8.11. The User shall have the right to receive the personal data concerning him or her, which he or she has provided to the Controller, in a structured, commonly used and machine-readable format and/or to transmit those data to another controller.

8.12. If a personal data breach is likely to result in a high risk to the rights and freedoms of natural persons, the Controller shall communicate the personal data breach to the User without undue delay. The communication to the User shall not be required if any of the following conditions are met:
– the Controller has implemented appropriate technical and organisational protection measures, and those measures were applied to the personal data affected by the personal data breach, in particular those – such as encryption – that render the personal data unintelligible to any person who is not authorised to access that data;
– the Controller has taken subsequent measures which ensure that the high risk to the rights and freedoms of data subjects is no longer likely to materialise;
– the communication of data breach would involve disproportionate effort.
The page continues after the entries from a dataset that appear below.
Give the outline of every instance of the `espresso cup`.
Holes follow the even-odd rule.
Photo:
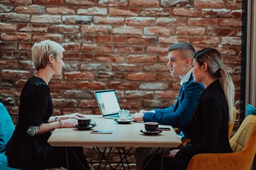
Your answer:
[[[147,131],[154,132],[157,130],[158,128],[158,123],[148,122],[144,123],[145,129]]]
[[[90,124],[91,119],[86,117],[80,118],[78,119],[77,122],[78,125],[80,127],[84,127]]]

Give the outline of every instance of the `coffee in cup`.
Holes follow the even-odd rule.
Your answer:
[[[78,125],[81,127],[84,127],[90,124],[91,119],[86,117],[78,118],[77,119]]]
[[[158,123],[153,122],[147,122],[144,123],[145,129],[147,131],[154,132],[157,130]]]

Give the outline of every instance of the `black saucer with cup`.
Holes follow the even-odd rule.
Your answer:
[[[145,135],[157,135],[162,132],[162,130],[157,130],[157,128],[158,128],[158,123],[157,122],[145,122],[144,126],[145,129],[140,130],[140,132],[144,133]]]
[[[77,119],[78,125],[74,127],[79,130],[87,130],[96,126],[94,121],[90,118],[86,117],[79,118]]]

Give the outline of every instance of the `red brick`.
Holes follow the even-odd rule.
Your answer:
[[[140,7],[157,7],[159,2],[157,0],[130,0],[129,5]]]
[[[8,44],[9,46],[11,45]],[[0,49],[2,45],[0,45]],[[30,53],[27,51],[4,51],[1,53],[2,58],[5,59],[16,59],[16,60],[30,60],[31,59]]]
[[[152,26],[155,25],[155,19],[151,17],[129,17],[125,18],[127,26]]]
[[[63,0],[34,0],[33,3],[38,5],[61,5]]]
[[[95,61],[101,62],[122,62],[125,61],[124,56],[114,54],[95,54]]]
[[[19,68],[24,70],[35,69],[32,61],[19,61]]]
[[[143,48],[128,45],[115,45],[114,52],[118,53],[143,53]]]
[[[29,22],[29,15],[16,13],[0,14],[0,21],[2,22]]]
[[[227,7],[232,9],[241,9],[242,8],[242,2],[238,1],[233,0],[227,1]]]
[[[33,43],[31,42],[19,42],[19,50],[30,51],[32,49]]]
[[[67,80],[93,80],[94,76],[90,72],[72,71],[64,73],[64,78]]]
[[[207,34],[213,36],[230,36],[236,34],[236,31],[232,28],[208,27],[207,29]]]
[[[169,68],[166,64],[146,64],[143,67],[146,71],[168,71]]]
[[[80,51],[79,43],[68,42],[64,43],[61,46],[67,51]]]
[[[97,81],[107,81],[123,79],[124,73],[116,73],[111,71],[99,71],[95,75]]]
[[[49,40],[55,41],[61,41],[63,36],[56,34],[33,34],[32,40],[33,41],[41,41]]]
[[[91,23],[93,17],[91,16],[81,15],[68,15],[62,16],[61,20],[65,24],[89,24]]]
[[[113,64],[112,68],[114,71],[137,71],[141,70],[140,65],[127,63]]]
[[[224,3],[219,0],[195,0],[194,6],[202,8],[220,8],[224,7]]]
[[[106,84],[99,82],[84,81],[77,83],[78,89],[92,89],[95,90],[102,90],[106,88]]]
[[[2,77],[29,78],[30,73],[23,70],[2,70],[1,76]]]
[[[200,17],[201,9],[195,8],[174,7],[172,14],[174,15],[187,17]]]
[[[32,0],[3,0],[1,3],[32,3]]]
[[[125,19],[120,17],[93,17],[93,23],[99,24],[122,25],[125,23]]]
[[[125,37],[118,35],[96,36],[95,39],[97,43],[101,44],[124,44]]]
[[[18,30],[25,32],[47,32],[48,26],[45,24],[19,24]]]
[[[127,39],[128,44],[156,44],[157,39],[155,37],[129,37]]]
[[[8,60],[0,60],[0,68],[17,68],[18,62],[17,61],[12,61],[10,62]]]
[[[222,37],[221,44],[224,45],[241,45],[241,37]]]
[[[108,10],[109,16],[138,16],[140,9],[136,8],[110,8]]]
[[[64,107],[76,107],[77,102],[73,99],[52,99],[53,106],[57,108],[63,108]]]
[[[145,35],[172,35],[175,33],[175,28],[159,26],[145,27],[144,33]]]
[[[185,26],[186,18],[162,17],[157,19],[157,25],[161,26]]]
[[[156,91],[155,94],[157,99],[177,99],[179,91]]]
[[[130,81],[154,81],[157,79],[155,74],[153,73],[129,73],[126,77]]]
[[[234,18],[241,18],[242,17],[242,9],[232,11],[231,14]]]
[[[58,25],[51,26],[48,31],[50,32],[61,33],[64,34],[77,33],[79,26]]]
[[[169,16],[170,12],[168,9],[160,8],[143,8],[140,15],[143,17]]]
[[[179,26],[176,28],[176,34],[180,35],[204,35],[205,28],[201,27]]]
[[[44,11],[44,7],[35,5],[18,6],[14,10],[17,13],[43,13]]]
[[[189,38],[189,43],[192,44],[218,44],[218,38],[210,37],[197,37]]]
[[[149,53],[168,53],[169,46],[148,46],[146,52]]]
[[[2,33],[2,40],[6,41],[29,41],[30,39],[30,34],[29,33]]]
[[[213,26],[216,25],[216,20],[212,18],[189,18],[188,25],[196,26]]]
[[[126,100],[121,99],[120,100],[120,107],[121,108],[125,108],[127,109],[136,108],[139,109],[141,108],[141,102],[139,100]]]
[[[126,6],[127,0],[99,0],[98,2],[99,6]]]
[[[190,5],[190,0],[161,0],[161,6],[165,7],[176,6],[185,6],[186,5]]]
[[[77,14],[85,14],[87,15],[106,15],[108,10],[105,8],[94,7],[91,8],[80,8],[77,10]]]
[[[127,56],[127,62],[156,62],[157,60],[156,56],[148,55],[129,55]]]
[[[125,91],[125,98],[128,99],[153,99],[154,93],[152,91]]]
[[[241,27],[242,21],[241,20],[234,18],[219,19],[218,21],[218,25],[224,27]]]
[[[15,24],[0,23],[0,31],[14,31],[16,29]]]
[[[112,52],[112,48],[110,45],[83,44],[82,51],[94,53],[110,53]]]
[[[140,85],[140,88],[147,90],[166,90],[168,88],[168,84],[160,82],[144,83]]]
[[[94,6],[96,5],[94,0],[65,0],[67,5],[77,6]]]
[[[136,90],[138,85],[131,82],[113,82],[108,83],[108,87],[117,90]]]
[[[164,44],[175,44],[178,42],[188,42],[189,38],[187,37],[180,36],[174,36],[169,37],[158,37],[159,43]]]
[[[97,101],[94,99],[81,100],[79,104],[79,107],[81,108],[97,108],[98,106]]]
[[[113,34],[142,35],[143,31],[142,28],[133,27],[115,27],[112,29]]]
[[[70,6],[61,6],[59,7],[47,7],[46,12],[51,14],[75,14],[74,8]]]
[[[65,60],[92,61],[93,60],[93,54],[84,53],[65,54],[64,58]]]
[[[60,15],[32,15],[31,23],[59,23],[61,22]]]
[[[207,17],[227,18],[231,17],[230,9],[203,9],[202,16]]]
[[[111,26],[84,25],[81,26],[81,32],[83,33],[94,33],[104,34],[110,34]]]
In such a case, there shall instead be a public communication or similar measure taken by the Controller whereby the data subjects are informed in an equally effective manner.

9. TRANSFER OF PERSONAL DATA

9.1. Any disclosure of personal data to third parties or to authorities – unless otherwise required by law – is only allowed on the basis of authorities’ decisions or upon explicit prior consent of User.

9.2. The Controller shall have the right and be obliged to transfer to the competent authorities personal data available to and stored by the Controller in a lawful manner, if required to do so by law or by final decisions of authorities. The Controller can not be hold responsible for such data transfer or for resulting consequences.

9.3. The Controller shall keep data transfer records for the purpose of checking the lawfulness of data transfer and of ensuring its proper communication to the User.

10. AMENDMENTS OF THE PRIVACY STATEMENT

10.1. The Controller reserves the right to make amendments to this Privacy Statement at any time by unilateral decision.

10.2. By using the Website, the User accepts the provisions of this Privacy Statement as may be amended from time to time. Obtaining any additional consent from the User is not required.

11. LEGAL REMEDY

11.1. The staff of the Controller can be contacted on contact page with any questions or concerns to data processing.

11.2. Users may lodge a privacy complaint directly with the National Authority for Data Protection and Freedom of Information (address: 1125 Budapest, Szilágyi Erzsébet fasor 22/c.; phone: 36-1- 391-1400; e-mail: ugyfelszolgalat@naih.hu web: www.naih.hu).

11.3. In case of infringement of their rights, Users may bring the matter before a court, which will then have jurisdiction. The case – at the option of the data subject – may be brought before the tribunal in whose jurisdiction the data subject’s permanent or temporary residence is located. Upon request, the Controller shall inform the User of the possibilities and means for seeking legal remedy.